Panel Paper: The Impact of the Massachusetts Preschool Expansion Grant (PEG) on Children’s Early Academic and Executive Function Skills: A RDD Evaluation in a Mixed Delivery System

Saturday, November 10, 2018
Marriott Balcony A - Mezz Level (Marriott Wardman Park)

*Names in bold indicate Presenter

Kerry Hofer, Amy Checkoway, Barbara Goodson and Austin Nichols, Abt Associates, Inc.

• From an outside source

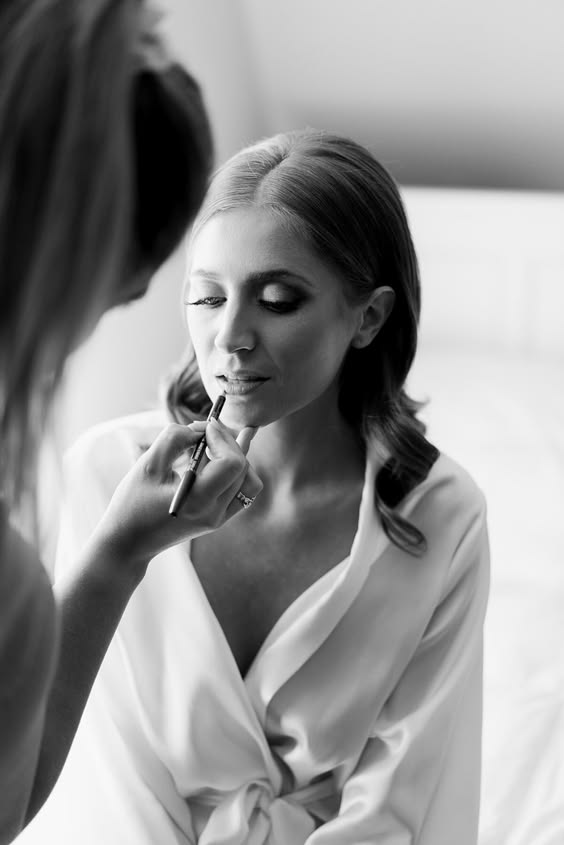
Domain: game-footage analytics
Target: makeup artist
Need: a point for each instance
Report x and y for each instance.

In late 2014, the Massachusetts Department of Early Education and Care (EEC) was awarded a federal Preschool Expansion Grant (PEG) to support the expansion of high-quality early childhood education to high-needs communities, with particular focus on serving children from very low-income families who in most cases had not received prior formal care. The Massachusetts PEG model involves collaboration between local school districts and community-based programs, with preschool services provided by the community-based programs. The 48 PEG classrooms serve four-year-olds (as of September 1 of the incoming school year) who are eligible for kindergarten in the upcoming fall and who, with some exceptions, had not yet attended a formal child care program (licensed center-based or family child care). To study the impacts of PEG on children’s school readiness, an age cut-off regression discontinuity design (RDD) study was conducted to examine whether children who had attended a PEG program had greater skills at kindergarten entry compared with similar children who did not attend PEG. The study compared the outcomes for students who attended PEG classrooms in the 2016-17 school year to outcomes for students who were just entering PEG classrooms in the 2017-18 school year. Child outcome measures included the Woodcock Johnson® III Letter-Word Identification subtest (early literacy skills) and Applied Problems subtest (early math skills); the Peabody Picture Vocabulary Test (vocabulary skills), and the Hearts & Flowers task (executive function skills). Covariates included gender, home language, and prior child care exposure.

Robust, statistically significant impacts were found on children’s early literacy and early math achievement (effect sizes of .92 and .45 standard deviations, respectively). Impacts were also seen for vocabulary skills (effect size of .21 standard deviations), but that effect was found to be sensitive to specific RDD-related analytic decisions and, therefore, less robust. No effects were seen for children’s executive function skills. Exploratory analyses also suggested differential program effects; the program had greater impacts on children who were not native English speakers and had no experience with formal child care prior to PEG entry. There were also no clear patterns of differential effects by classroom characteristics including observed classroom quality and teacher supports.